In assessing the adequacy of health care professional supply, it is important not just to count the number of workers, but to examine how these workers are deployed. The quest for effective deployment of the workforce has been characterized using the following analogy: “Before adding another spoonful of sugar to your tea, first stir up the sugar already in your tea cup.” In other words, does the health system make the most of its existing supply of highly trained health care professionals? The case of the pharmacist workforce highlights this issue. As has been the case for nurses and physicians, concerns have recently been raised about a shortage of pharmacists. One of the factors cited is the steep rise in the prescribing of medications, which may be considered an indicator of the demand for pharmacists.
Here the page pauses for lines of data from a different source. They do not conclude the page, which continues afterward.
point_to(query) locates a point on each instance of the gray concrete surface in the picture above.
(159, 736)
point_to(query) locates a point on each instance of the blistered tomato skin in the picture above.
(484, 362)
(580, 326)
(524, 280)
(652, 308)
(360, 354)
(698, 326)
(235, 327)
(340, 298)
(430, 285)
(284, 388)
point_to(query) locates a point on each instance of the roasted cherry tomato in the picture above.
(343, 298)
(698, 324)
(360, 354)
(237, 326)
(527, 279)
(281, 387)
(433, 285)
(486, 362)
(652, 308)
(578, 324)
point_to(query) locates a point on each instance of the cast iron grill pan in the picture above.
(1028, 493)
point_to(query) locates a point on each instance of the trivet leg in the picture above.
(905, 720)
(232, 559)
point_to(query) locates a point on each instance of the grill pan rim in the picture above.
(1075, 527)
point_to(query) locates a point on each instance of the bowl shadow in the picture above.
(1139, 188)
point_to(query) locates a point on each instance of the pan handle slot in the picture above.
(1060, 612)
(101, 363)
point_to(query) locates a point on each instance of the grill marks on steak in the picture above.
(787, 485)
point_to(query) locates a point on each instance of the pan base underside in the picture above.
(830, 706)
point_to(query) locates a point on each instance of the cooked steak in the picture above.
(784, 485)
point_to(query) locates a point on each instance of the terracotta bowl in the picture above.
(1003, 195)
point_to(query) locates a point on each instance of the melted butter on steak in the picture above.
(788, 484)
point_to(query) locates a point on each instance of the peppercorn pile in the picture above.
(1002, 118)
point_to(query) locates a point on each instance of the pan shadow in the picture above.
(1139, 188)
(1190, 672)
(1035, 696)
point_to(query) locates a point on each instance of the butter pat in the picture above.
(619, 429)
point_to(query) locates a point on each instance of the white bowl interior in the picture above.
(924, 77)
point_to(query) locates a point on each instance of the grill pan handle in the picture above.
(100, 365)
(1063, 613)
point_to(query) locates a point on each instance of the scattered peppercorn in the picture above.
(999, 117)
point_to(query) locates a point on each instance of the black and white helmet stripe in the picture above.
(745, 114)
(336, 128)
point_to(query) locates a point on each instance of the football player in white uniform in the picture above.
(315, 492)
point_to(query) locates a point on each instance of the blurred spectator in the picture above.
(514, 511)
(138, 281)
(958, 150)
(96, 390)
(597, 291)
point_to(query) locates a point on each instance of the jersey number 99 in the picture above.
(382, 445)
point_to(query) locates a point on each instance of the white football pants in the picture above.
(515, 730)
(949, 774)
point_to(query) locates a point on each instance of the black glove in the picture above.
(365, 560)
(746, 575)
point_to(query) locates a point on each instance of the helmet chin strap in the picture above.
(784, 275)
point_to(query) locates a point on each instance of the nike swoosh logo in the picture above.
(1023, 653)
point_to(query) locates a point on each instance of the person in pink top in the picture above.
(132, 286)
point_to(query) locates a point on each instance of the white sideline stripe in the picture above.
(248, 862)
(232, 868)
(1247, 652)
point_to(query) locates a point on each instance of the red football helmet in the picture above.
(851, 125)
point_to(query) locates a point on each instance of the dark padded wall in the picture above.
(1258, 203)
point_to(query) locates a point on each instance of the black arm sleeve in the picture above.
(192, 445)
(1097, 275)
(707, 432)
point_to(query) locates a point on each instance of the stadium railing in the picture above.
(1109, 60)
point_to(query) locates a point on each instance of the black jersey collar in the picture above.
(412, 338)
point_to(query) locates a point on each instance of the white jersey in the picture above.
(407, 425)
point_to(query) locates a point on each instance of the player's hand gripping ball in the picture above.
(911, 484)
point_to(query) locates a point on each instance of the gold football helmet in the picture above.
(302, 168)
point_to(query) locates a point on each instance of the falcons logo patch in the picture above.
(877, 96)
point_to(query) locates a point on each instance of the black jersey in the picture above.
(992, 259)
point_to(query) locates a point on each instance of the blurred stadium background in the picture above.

Approximately 3.6 billion prescriptions were dispensed in 2005, 70% more than in 1994 (US Health and Human Services, 2008b). The estimated number of prescriptions filled per pharmacist in retail pharmacies grew from 17,400 in 1992 to 22,900 in 1999 (Bureau of Health Professions, 2000). In response, pharmacies sought to hire more pharmacists, and between 1998 and 2000, the number of unfilled pharmacist positions in chain store pharmacies more than doubled (Bureau of Health Professions, 2000; Cooksey et al, 2002). Partly in response to increased output from pharmacy schools, the percentage of pharmacist employment positions unfilled dropped from 9% to 5% between 2000 and 2004 (US Department of Health and Human Services, 2008b).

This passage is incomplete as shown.